Pegasus launch puts solar research craft in orbit
BY JUSTIN RAY
Posted: June 27, 2013
The newest spacecraft to launch in NASA's oldest program -- the Explorer project that dates back to America's first satellite -- was propelled into Earth orbit Thursday night by an air-launched rocket off the coast of California.
"IRIS will fill crucial gaps in our understanding over the role the interface region plays in powering its dynamic million-degree atmosphere, called the corona," said Jeffrey Newmark, IRIS program scientist at NASA Headquarters.
Fitted with a 20-centimeter ultraviolet telescope and a multi-channel imaging spectrograph, IRIS will scan across the sun to construct data over a range of heights, temperatures and densities in the solar atmosphere.
"What we want to discover is what the basic physical processes are that transfer energy and material from the surface of the sun to the outer atmosphere of the sun -- the corona," said Alan Title, IRIS principal investigator at Lockheed Martin's Advanced Technology Center.

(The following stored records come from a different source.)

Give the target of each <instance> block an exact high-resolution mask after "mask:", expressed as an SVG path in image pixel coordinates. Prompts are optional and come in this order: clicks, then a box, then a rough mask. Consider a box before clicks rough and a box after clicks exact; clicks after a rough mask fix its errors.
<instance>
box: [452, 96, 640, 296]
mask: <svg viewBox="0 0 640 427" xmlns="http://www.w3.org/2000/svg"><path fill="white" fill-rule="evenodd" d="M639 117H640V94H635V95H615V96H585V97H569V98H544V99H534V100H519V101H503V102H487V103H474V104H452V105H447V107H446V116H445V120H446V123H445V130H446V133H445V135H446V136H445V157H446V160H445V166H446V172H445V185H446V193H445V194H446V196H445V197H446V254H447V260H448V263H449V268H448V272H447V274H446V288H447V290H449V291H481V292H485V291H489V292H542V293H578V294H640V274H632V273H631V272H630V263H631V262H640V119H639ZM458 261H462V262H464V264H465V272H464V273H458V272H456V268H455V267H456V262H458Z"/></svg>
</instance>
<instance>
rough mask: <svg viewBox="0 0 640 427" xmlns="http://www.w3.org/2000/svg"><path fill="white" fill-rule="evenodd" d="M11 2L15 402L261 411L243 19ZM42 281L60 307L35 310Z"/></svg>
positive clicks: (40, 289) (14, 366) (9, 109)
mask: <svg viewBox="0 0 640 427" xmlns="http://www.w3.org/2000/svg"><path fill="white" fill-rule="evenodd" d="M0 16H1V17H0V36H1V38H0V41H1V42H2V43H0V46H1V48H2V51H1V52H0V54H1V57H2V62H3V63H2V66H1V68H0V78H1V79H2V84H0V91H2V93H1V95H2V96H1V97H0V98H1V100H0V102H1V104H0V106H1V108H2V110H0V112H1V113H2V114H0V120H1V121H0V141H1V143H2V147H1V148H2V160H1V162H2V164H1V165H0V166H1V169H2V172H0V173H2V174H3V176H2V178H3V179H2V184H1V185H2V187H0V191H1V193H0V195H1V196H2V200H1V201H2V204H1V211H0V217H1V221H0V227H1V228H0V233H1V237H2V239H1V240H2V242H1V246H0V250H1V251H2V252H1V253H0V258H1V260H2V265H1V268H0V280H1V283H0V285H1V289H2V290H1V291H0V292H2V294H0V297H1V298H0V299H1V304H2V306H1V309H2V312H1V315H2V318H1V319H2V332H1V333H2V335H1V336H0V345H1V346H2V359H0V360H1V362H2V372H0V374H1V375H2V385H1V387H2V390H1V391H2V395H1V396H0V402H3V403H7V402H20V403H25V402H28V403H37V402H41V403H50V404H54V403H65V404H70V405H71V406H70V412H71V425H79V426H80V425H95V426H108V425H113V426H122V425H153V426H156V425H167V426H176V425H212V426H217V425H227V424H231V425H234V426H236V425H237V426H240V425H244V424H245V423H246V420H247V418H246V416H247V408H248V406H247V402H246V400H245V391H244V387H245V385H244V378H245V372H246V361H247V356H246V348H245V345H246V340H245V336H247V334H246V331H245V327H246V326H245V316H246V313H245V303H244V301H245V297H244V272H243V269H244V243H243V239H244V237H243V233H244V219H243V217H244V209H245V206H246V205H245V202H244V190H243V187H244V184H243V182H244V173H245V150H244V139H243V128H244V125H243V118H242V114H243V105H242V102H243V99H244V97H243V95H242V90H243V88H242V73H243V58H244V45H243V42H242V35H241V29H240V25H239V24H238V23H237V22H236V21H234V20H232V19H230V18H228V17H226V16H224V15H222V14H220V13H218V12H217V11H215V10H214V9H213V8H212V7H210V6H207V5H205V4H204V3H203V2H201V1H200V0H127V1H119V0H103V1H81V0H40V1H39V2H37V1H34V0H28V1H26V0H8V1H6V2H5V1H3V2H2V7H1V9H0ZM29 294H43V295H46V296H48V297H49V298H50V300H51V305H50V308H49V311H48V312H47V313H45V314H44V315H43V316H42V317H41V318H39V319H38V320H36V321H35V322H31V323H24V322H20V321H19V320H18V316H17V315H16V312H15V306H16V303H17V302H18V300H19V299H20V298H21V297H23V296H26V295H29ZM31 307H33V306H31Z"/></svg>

"The visible surface, the place where virtually all of the light that leaves the sun leaves from, its about 10,000 degrees Fahrenheit. Immediately above that the temperature rises to the million-degree corna. How that happens is a mystery. What are the processes that occur there?"
The data is considered a key ingredient in helping to understand the solar wind and coronal mass ejections that erupt from the sun and can impact the Earth, upsetting power grids, upsetting communications and navigation signals, and be harmful astronauts and satellites.
An Orbital Sciences Pegasus XL rocket, making its 42nd flight since 1990 and the last one currently scheduled, departed Vandenberg Air Force Base at 7:30 p.m. local time hooked to the belly of an L-1011 carrier jet under the controls of Don Walter.
Flying a pre-determined "race track pattern" northward over the Pacific, the aircraft flew by the drop zone to measure weather conditions while the launch team conducted countdown testing.
Making a U-turn offshore from Monterey, the plane dubbed "Stargazer" then headed back southward as the countdown neared drop time.
Achieving the precise heading and receiving a final "go" from the ground-based launch officials, co-pilot Ebb Harris pushed a button on the center console of the cockpit that opened hooks holding the rocket and Pegasus was away cleanly.
The 51,000-pound, 55-foot-long rocket free-fell for five seconds, dropping 300 feet below the aircraft while traveling at Mach 0.82. During the plunge, the onboard flight computer sensed the rocket's separation from the carrier jet and issued a command to release the safety inhibits in preparation for ignition.
At 7:27 p.m. local time, the first stage lit to power the 403-pound IRIS into a sun-synchronous polar orbit around Earth.
About 13 minutes after launch, the satellite was cast free from the spent third stage of Pegasus into a slightly elliptical orbit of 420 by 385 miles, as planned, at an inclination of 98 degrees to the equator, circling the planet every 97 minutes from pole to pole.
The orbit flies along the dawn-dusk line, provides eight months of continuous observations per year and maximizes eclipse-free viewing of the sun, officials said.
"IRIS is about a factor of 10 higher resolution than any other instrument that has explored this region and, even more importantly, it's about a factor of 20 faster. So it can take images about once a second. This is critical because the processes that occur in this part of the atmosphere happen very, very fast," Title said.
The mission's goal is observing how solar material moves, gets heated and energized through this unexplored region around the sun.
"Previous observations suggest there are structures in this region of the solar atmosphere 100 to 150 miles wide, but 100,000 miles long," Title said. "Imagine giant jets like huge fountains that have a footprint the size of Los Angeles and are long enough and fast enough to circle Earth in 20 seconds. IRIS will provide our first high-resolution views of these structures along with information about their velocity, temperature and density."
At just 7 feet long and 4 feet in diameter at its rear, the satellite grew to 12 feet in width from tip-to-tip shortly after launch when the power-generating solar arrays were unfolded.
"IRIS is small, light-weight, low-power satellite designed to perform complex solar observations," said Gary Kushner, IRIS program manager at Lockheed Martin's Advanced Technology Center.
With no onboard fuel or consumables, designers expect IRIS to long surpass its two-year mission life, perhaps operating for a couple of decades, said John Marmie, IRIS assistant project manager at NASA's Ames Research Center.
The mission operations strategy calls for a morning science team meeting to make requests to flight controllers who write commands that are uplinked to the spacecraft to execute. One command load will be sent up IRIS every weekday and the resulting science data made available online for scientists and general public within hours.
"We have preplanned a large number of observing sequences that are targeted to seeing things like solar flares," Title said.
IRIS will work in concert with NASA's Solar Dynamics Observatory that monitors the sun's surface and the joint Japanese-U.S. Hinode spacecraft studying the sun's outer atmosphere.
"For the first time we will have the necessary observations for understanding how energy is delivered to the million-degree outer solar corona and how the base of the solar wind is driven," Newmark said.